A group of researchers is conducting the Digital Detection of Dementia study that will evaluate the use of an artificial intelligence (AI)-based machine-learning (ML) algorithm that uses natural language processing and EHR data to identify undiagnosed Alzheimer’s disease and related dementias.
The researchers are from the Regenstrief Institute, Indiana University–Purdue University Indianapolis (IUPUI), and the medical schools of Indiana University and the University of Miami.
According to the Centers for Disease Control and Prevention (CDC), about 5.8 million people in the US have Alzheimer's disease and related dementias.
In addition, many cases of the disease go unrecognized and, therefore, undiagnosed, according to a press release.
Further, not many primary care practices can detect Alzheimer's disease in a timely manner. Regenstrief Institute and Indiana University School of Medicine faculty member Malaz Boustani, MD, noted that the little time that primary care clinicians have with patients, the need to focus on other issues, and the stigma surrounding dementia are some reasons why the condition often goes undiagnosed.
“Between 50 to 80 percent of dementia cases are unrecognized by the healthcare system in the U.S. And, if you include patients living with mild cognitive impairment, that number might actually climb to higher than 80 percent of cases that are not recognized,” said Boustani, in a press release.

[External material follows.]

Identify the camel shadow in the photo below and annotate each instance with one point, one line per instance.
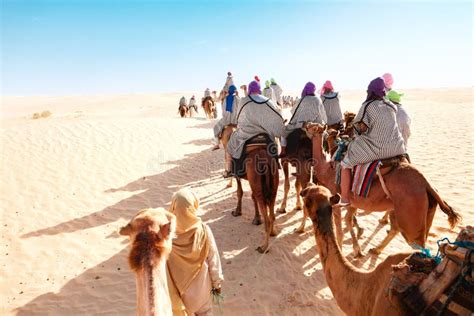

To address this issue, the scientists created an ML algorithm. Known as a passive digital marker, the tool uses natural language processing to obtain unstructured information along with structured data from the patient's EHR.
“The benefit of this approach is that the information has already been collected and requires no extra effort from the patient or the provider," said Zina Ben Miled, PhD, a Regenstrief Institute-affiliated scientist and an IUPUI associate professor of electrical and computer engineering, in a press release. "Through machine learning algorithms and natural language processing, we can use this data to identify people who may be at risk for Alzheimer’s disease without the need for invasive and costly tests.”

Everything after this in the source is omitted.